Among the dead was retired Maj. Gen. David F. Wherley Jr. of Washington, a man whose career put him in far more dangerous situations than an evening commute aboard public transit. Wherley, a command pilot who logged more than 5,000 hours in military aircraft, gave the order to scramble planes over Washington on Sept. 11, 2001.

'He was special'
Wherley, 62, who later became the commanding general of the D.C. National Guard, was lauded for the educational programs he helped create for high school dropouts.

But his military résumé and presence did not define who he was, according to Del. Eleanor Holmes Norton (D-D.C.).

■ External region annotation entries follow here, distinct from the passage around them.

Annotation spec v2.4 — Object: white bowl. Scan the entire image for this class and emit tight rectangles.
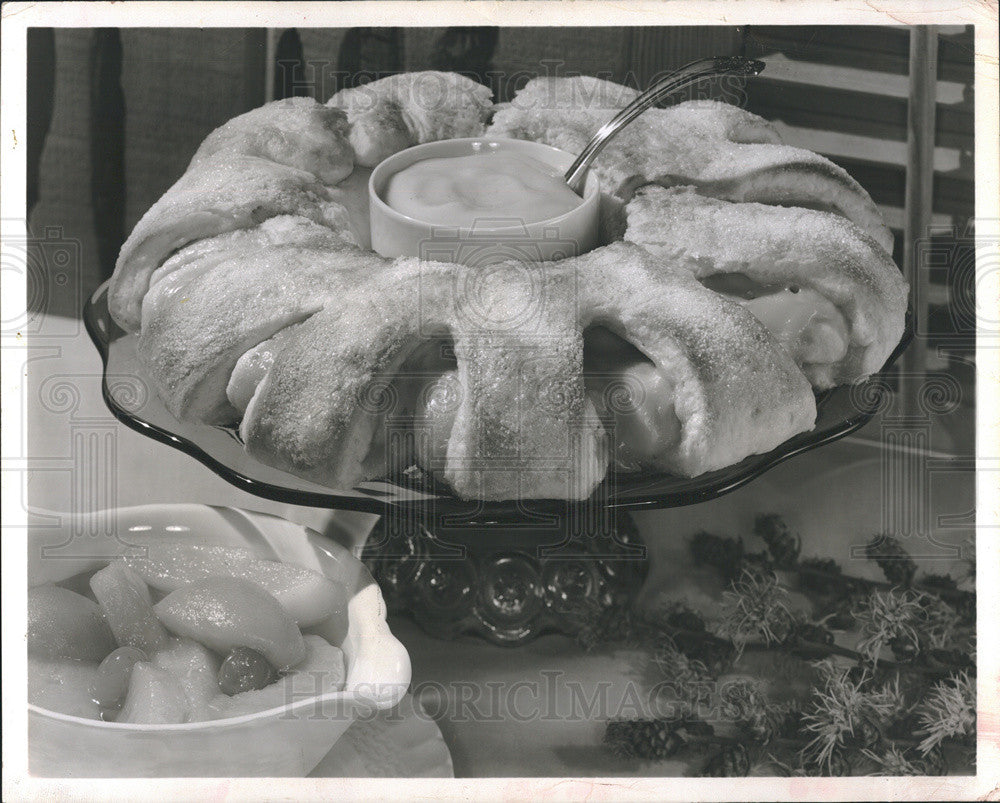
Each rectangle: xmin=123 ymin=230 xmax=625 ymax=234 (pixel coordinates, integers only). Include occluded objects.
xmin=368 ymin=137 xmax=601 ymax=267
xmin=28 ymin=505 xmax=410 ymax=778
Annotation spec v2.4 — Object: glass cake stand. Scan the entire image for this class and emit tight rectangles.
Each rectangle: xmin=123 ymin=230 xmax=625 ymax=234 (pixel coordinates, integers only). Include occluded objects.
xmin=83 ymin=283 xmax=913 ymax=645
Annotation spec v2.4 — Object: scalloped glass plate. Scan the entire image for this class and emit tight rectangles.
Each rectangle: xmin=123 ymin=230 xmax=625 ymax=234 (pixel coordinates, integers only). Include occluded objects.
xmin=83 ymin=283 xmax=913 ymax=525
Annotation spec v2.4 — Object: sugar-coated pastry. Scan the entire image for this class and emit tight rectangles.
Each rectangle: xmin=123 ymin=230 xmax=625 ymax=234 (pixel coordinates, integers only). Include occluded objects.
xmin=625 ymin=185 xmax=908 ymax=388
xmin=109 ymin=72 xmax=907 ymax=500
xmin=138 ymin=218 xmax=384 ymax=423
xmin=108 ymin=156 xmax=350 ymax=331
xmin=241 ymin=243 xmax=815 ymax=499
xmin=189 ymin=98 xmax=354 ymax=184
xmin=488 ymin=78 xmax=892 ymax=253
xmin=327 ymin=70 xmax=493 ymax=167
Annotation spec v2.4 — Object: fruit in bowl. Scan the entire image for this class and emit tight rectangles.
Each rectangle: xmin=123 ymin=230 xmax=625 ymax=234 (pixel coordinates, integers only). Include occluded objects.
xmin=28 ymin=505 xmax=410 ymax=777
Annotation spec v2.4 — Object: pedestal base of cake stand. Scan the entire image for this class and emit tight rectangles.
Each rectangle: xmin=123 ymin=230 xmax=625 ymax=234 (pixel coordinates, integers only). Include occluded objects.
xmin=362 ymin=509 xmax=648 ymax=646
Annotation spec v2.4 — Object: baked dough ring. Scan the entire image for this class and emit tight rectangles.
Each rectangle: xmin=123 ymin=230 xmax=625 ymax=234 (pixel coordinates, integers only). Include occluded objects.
xmin=138 ymin=217 xmax=383 ymax=424
xmin=110 ymin=73 xmax=905 ymax=499
xmin=108 ymin=99 xmax=352 ymax=332
xmin=487 ymin=78 xmax=892 ymax=253
xmin=625 ymin=186 xmax=908 ymax=388
xmin=241 ymin=243 xmax=815 ymax=499
xmin=327 ymin=70 xmax=493 ymax=167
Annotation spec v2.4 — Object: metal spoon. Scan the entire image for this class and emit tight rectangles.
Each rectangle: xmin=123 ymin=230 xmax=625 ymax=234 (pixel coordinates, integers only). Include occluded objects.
xmin=564 ymin=56 xmax=764 ymax=195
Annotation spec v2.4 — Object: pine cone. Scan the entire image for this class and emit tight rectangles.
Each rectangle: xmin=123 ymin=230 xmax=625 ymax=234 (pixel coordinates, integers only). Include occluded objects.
xmin=753 ymin=513 xmax=802 ymax=569
xmin=865 ymin=534 xmax=917 ymax=588
xmin=701 ymin=742 xmax=750 ymax=778
xmin=604 ymin=719 xmax=687 ymax=761
xmin=889 ymin=638 xmax=920 ymax=663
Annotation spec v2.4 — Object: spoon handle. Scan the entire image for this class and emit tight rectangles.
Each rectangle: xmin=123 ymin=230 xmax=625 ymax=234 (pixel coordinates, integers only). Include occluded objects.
xmin=565 ymin=56 xmax=764 ymax=195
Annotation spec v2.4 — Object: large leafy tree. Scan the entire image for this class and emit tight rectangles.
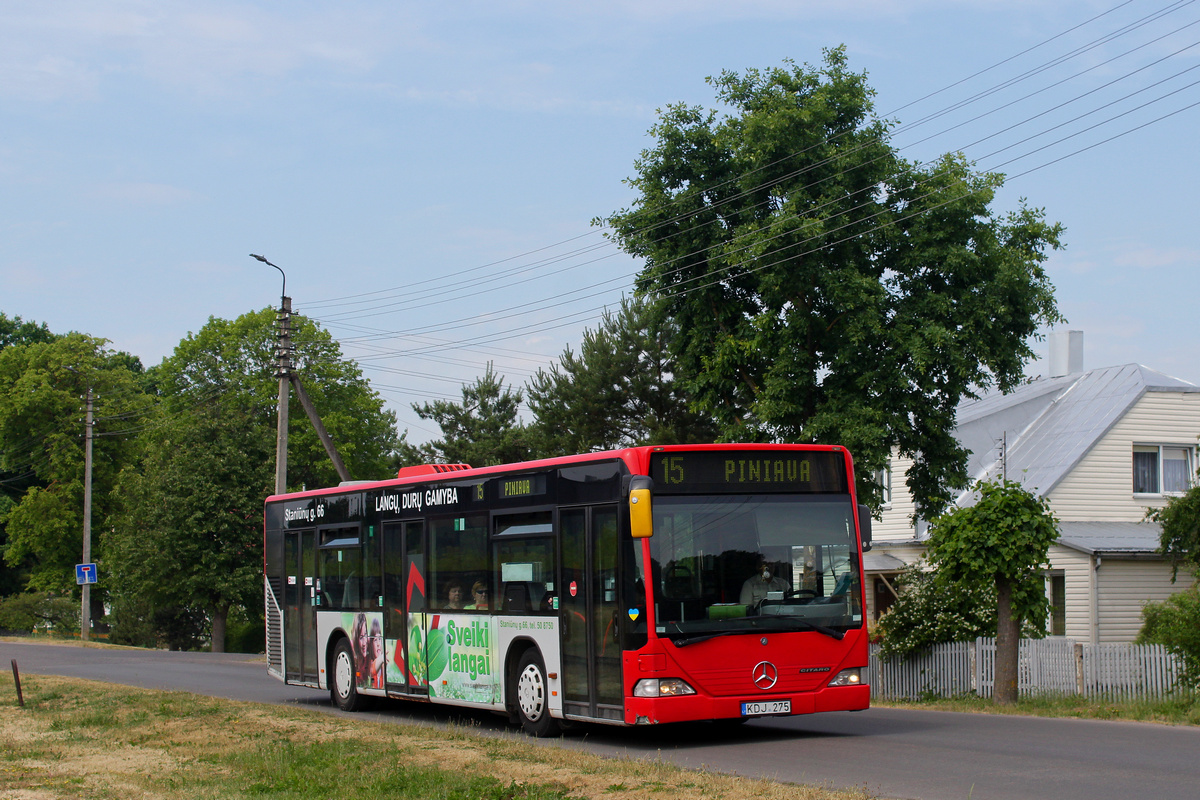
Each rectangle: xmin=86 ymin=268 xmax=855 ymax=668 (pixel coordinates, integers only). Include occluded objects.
xmin=1138 ymin=486 xmax=1200 ymax=688
xmin=925 ymin=481 xmax=1058 ymax=704
xmin=108 ymin=309 xmax=397 ymax=650
xmin=1146 ymin=486 xmax=1200 ymax=582
xmin=400 ymin=363 xmax=530 ymax=467
xmin=107 ymin=401 xmax=275 ymax=651
xmin=0 ymin=311 xmax=58 ymax=350
xmin=605 ymin=49 xmax=1061 ymax=517
xmin=0 ymin=333 xmax=151 ymax=597
xmin=527 ymin=300 xmax=716 ymax=456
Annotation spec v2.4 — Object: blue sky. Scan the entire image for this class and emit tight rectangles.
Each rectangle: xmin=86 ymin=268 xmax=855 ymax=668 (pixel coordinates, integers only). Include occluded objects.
xmin=0 ymin=0 xmax=1200 ymax=441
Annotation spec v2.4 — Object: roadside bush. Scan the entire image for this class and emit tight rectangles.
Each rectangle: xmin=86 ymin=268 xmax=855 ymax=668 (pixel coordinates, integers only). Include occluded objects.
xmin=226 ymin=612 xmax=266 ymax=652
xmin=874 ymin=563 xmax=1045 ymax=661
xmin=1138 ymin=587 xmax=1200 ymax=690
xmin=0 ymin=591 xmax=80 ymax=634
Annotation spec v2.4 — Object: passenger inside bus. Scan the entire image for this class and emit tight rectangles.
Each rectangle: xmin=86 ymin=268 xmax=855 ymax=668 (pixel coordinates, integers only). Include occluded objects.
xmin=738 ymin=558 xmax=791 ymax=606
xmin=466 ymin=581 xmax=487 ymax=610
xmin=445 ymin=578 xmax=466 ymax=610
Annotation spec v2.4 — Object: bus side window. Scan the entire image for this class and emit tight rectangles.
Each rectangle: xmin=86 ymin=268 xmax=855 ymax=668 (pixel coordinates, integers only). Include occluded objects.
xmin=427 ymin=515 xmax=490 ymax=610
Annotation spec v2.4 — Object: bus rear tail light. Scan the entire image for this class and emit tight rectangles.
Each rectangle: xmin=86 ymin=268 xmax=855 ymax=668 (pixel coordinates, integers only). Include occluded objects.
xmin=829 ymin=667 xmax=863 ymax=686
xmin=634 ymin=678 xmax=696 ymax=697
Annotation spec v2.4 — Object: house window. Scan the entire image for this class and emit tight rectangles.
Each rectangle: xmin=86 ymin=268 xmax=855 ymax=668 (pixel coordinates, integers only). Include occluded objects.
xmin=875 ymin=462 xmax=892 ymax=509
xmin=1048 ymin=572 xmax=1067 ymax=636
xmin=1133 ymin=445 xmax=1193 ymax=494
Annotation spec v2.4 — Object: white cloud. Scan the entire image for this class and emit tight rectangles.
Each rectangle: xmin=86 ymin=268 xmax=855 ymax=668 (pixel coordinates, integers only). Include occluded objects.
xmin=88 ymin=184 xmax=196 ymax=206
xmin=1112 ymin=247 xmax=1200 ymax=270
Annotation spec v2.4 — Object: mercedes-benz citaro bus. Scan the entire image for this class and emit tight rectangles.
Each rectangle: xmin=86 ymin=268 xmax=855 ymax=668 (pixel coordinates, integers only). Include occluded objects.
xmin=264 ymin=444 xmax=870 ymax=736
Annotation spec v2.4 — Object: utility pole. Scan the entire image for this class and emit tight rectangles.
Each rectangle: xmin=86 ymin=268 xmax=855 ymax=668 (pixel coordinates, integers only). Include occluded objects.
xmin=271 ymin=293 xmax=292 ymax=494
xmin=250 ymin=253 xmax=350 ymax=494
xmin=79 ymin=384 xmax=95 ymax=642
xmin=250 ymin=253 xmax=292 ymax=494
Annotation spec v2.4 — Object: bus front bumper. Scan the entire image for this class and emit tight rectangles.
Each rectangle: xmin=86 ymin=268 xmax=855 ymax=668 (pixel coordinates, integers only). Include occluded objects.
xmin=625 ymin=685 xmax=871 ymax=724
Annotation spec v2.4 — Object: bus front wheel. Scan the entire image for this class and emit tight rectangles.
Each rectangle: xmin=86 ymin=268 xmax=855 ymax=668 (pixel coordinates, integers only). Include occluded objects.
xmin=329 ymin=639 xmax=362 ymax=711
xmin=514 ymin=648 xmax=558 ymax=739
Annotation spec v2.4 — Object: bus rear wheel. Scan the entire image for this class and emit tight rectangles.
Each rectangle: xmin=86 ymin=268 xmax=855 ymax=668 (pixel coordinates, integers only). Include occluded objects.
xmin=512 ymin=648 xmax=558 ymax=739
xmin=329 ymin=639 xmax=362 ymax=711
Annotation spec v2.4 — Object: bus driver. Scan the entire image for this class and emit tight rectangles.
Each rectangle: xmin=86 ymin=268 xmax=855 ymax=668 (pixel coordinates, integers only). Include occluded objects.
xmin=738 ymin=557 xmax=791 ymax=606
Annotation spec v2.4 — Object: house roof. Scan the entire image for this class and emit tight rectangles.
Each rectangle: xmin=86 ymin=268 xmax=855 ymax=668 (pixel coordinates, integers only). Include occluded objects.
xmin=955 ymin=363 xmax=1200 ymax=505
xmin=863 ymin=522 xmax=1162 ymax=556
xmin=1058 ymin=522 xmax=1162 ymax=555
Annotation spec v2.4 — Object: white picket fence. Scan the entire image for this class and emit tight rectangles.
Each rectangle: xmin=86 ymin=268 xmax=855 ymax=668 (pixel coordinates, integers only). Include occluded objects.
xmin=868 ymin=638 xmax=1180 ymax=699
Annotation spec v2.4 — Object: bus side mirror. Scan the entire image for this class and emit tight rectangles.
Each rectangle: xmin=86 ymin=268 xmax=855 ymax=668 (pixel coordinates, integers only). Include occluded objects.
xmin=858 ymin=505 xmax=871 ymax=553
xmin=629 ymin=475 xmax=654 ymax=539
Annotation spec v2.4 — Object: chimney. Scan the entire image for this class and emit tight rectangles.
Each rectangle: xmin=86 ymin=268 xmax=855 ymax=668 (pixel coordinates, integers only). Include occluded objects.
xmin=1050 ymin=331 xmax=1084 ymax=378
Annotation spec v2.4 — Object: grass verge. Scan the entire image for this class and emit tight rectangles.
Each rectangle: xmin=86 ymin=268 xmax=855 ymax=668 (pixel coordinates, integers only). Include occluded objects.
xmin=0 ymin=675 xmax=870 ymax=800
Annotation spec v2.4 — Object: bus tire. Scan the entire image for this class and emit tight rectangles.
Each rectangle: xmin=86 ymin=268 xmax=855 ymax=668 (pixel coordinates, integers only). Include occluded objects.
xmin=512 ymin=648 xmax=558 ymax=739
xmin=329 ymin=638 xmax=362 ymax=711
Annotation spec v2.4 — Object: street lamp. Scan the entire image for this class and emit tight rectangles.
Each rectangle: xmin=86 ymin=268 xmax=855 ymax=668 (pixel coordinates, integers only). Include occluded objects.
xmin=250 ymin=253 xmax=288 ymax=299
xmin=250 ymin=253 xmax=292 ymax=494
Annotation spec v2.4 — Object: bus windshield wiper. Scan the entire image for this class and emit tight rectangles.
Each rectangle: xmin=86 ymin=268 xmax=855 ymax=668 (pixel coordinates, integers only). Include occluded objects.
xmin=668 ymin=620 xmax=846 ymax=648
xmin=668 ymin=631 xmax=744 ymax=648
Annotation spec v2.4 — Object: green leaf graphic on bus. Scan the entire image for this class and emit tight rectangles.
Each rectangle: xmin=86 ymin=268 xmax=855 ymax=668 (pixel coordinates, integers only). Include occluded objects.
xmin=426 ymin=628 xmax=450 ymax=681
xmin=408 ymin=625 xmax=425 ymax=686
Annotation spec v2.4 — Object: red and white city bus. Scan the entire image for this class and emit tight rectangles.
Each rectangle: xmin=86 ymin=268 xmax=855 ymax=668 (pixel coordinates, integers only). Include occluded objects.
xmin=264 ymin=444 xmax=870 ymax=736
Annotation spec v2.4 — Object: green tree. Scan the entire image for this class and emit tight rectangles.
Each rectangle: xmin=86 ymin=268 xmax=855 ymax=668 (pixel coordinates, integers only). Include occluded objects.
xmin=107 ymin=401 xmax=275 ymax=652
xmin=876 ymin=563 xmax=996 ymax=661
xmin=527 ymin=300 xmax=716 ymax=456
xmin=0 ymin=333 xmax=152 ymax=594
xmin=1138 ymin=486 xmax=1200 ymax=688
xmin=0 ymin=591 xmax=79 ymax=634
xmin=1146 ymin=486 xmax=1200 ymax=583
xmin=605 ymin=48 xmax=1062 ymax=518
xmin=0 ymin=311 xmax=58 ymax=350
xmin=875 ymin=561 xmax=1045 ymax=661
xmin=400 ymin=362 xmax=530 ymax=467
xmin=1138 ymin=585 xmax=1200 ymax=690
xmin=925 ymin=481 xmax=1058 ymax=704
xmin=106 ymin=309 xmax=397 ymax=650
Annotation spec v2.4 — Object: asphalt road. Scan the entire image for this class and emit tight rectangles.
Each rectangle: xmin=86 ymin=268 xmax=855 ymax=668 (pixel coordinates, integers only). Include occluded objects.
xmin=0 ymin=642 xmax=1200 ymax=800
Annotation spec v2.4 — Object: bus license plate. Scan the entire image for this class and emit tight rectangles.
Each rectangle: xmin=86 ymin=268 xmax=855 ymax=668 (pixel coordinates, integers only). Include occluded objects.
xmin=742 ymin=700 xmax=792 ymax=717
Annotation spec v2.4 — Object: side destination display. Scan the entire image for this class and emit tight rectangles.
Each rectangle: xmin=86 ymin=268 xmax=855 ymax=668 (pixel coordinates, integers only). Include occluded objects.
xmin=650 ymin=450 xmax=848 ymax=494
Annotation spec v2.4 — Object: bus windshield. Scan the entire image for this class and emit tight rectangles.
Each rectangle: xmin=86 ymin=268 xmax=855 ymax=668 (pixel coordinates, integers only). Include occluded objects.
xmin=649 ymin=494 xmax=863 ymax=644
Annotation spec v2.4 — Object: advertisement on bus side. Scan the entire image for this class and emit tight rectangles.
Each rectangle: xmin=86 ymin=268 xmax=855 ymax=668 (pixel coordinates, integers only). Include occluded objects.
xmin=403 ymin=614 xmax=499 ymax=703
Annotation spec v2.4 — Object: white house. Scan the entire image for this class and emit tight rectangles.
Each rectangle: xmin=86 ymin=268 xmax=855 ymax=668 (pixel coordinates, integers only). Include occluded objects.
xmin=865 ymin=331 xmax=1200 ymax=643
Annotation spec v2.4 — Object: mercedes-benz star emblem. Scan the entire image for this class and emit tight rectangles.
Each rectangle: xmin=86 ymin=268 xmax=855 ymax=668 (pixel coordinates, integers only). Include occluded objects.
xmin=750 ymin=661 xmax=779 ymax=691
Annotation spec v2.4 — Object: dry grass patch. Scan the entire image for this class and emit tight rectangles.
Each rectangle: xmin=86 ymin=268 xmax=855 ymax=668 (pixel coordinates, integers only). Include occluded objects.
xmin=0 ymin=675 xmax=869 ymax=800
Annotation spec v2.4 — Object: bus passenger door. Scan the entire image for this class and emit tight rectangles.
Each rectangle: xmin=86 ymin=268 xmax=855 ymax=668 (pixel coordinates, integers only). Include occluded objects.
xmin=383 ymin=521 xmax=428 ymax=694
xmin=558 ymin=505 xmax=624 ymax=720
xmin=283 ymin=530 xmax=318 ymax=686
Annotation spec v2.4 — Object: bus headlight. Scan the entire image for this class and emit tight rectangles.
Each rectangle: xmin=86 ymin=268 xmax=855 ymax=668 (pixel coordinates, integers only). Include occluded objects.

"He was special because he became one of us, instead of the general who commanded our National Guard," Norton said. "I remember how proudly he told me that he and his wife had bought a condominium in the District so they could become residents."

Wherley's wife, Ann Wherley, 62, a mortgage banker, was also killed.

The day of the terrorist attacks, her husband was commander of the 113th Wing at Andrews Air Force Base. He detailed the harrowing minutes of tough decision making in a Washington Post interview in 2002.

Wherley said the moment he knew the attacks would go beyond New York was when one of his officers, whose husband worked at the Pentagon, saw on television that the second tower of the World Trade Center had been hit and began shrieking.

"You've got to be strong," Wherley told the officer before racing out of the building and running several hundred yards to squadron headquarters. There, officers wanted to head to the skies right away, but Wherley was measured. "We have to get some instructions," Wherley told squadron officers. "We can't just fly off half-cocked."

The general went to work through classified communications channels and within a half-hour received oral instructions from the White House giving the pilots extraordinary discretion to shoot down any threatening aircraft.


Norton said Wherley recently had heart surgery for a valve problem but was recovering and was planning a trip to Europe in October.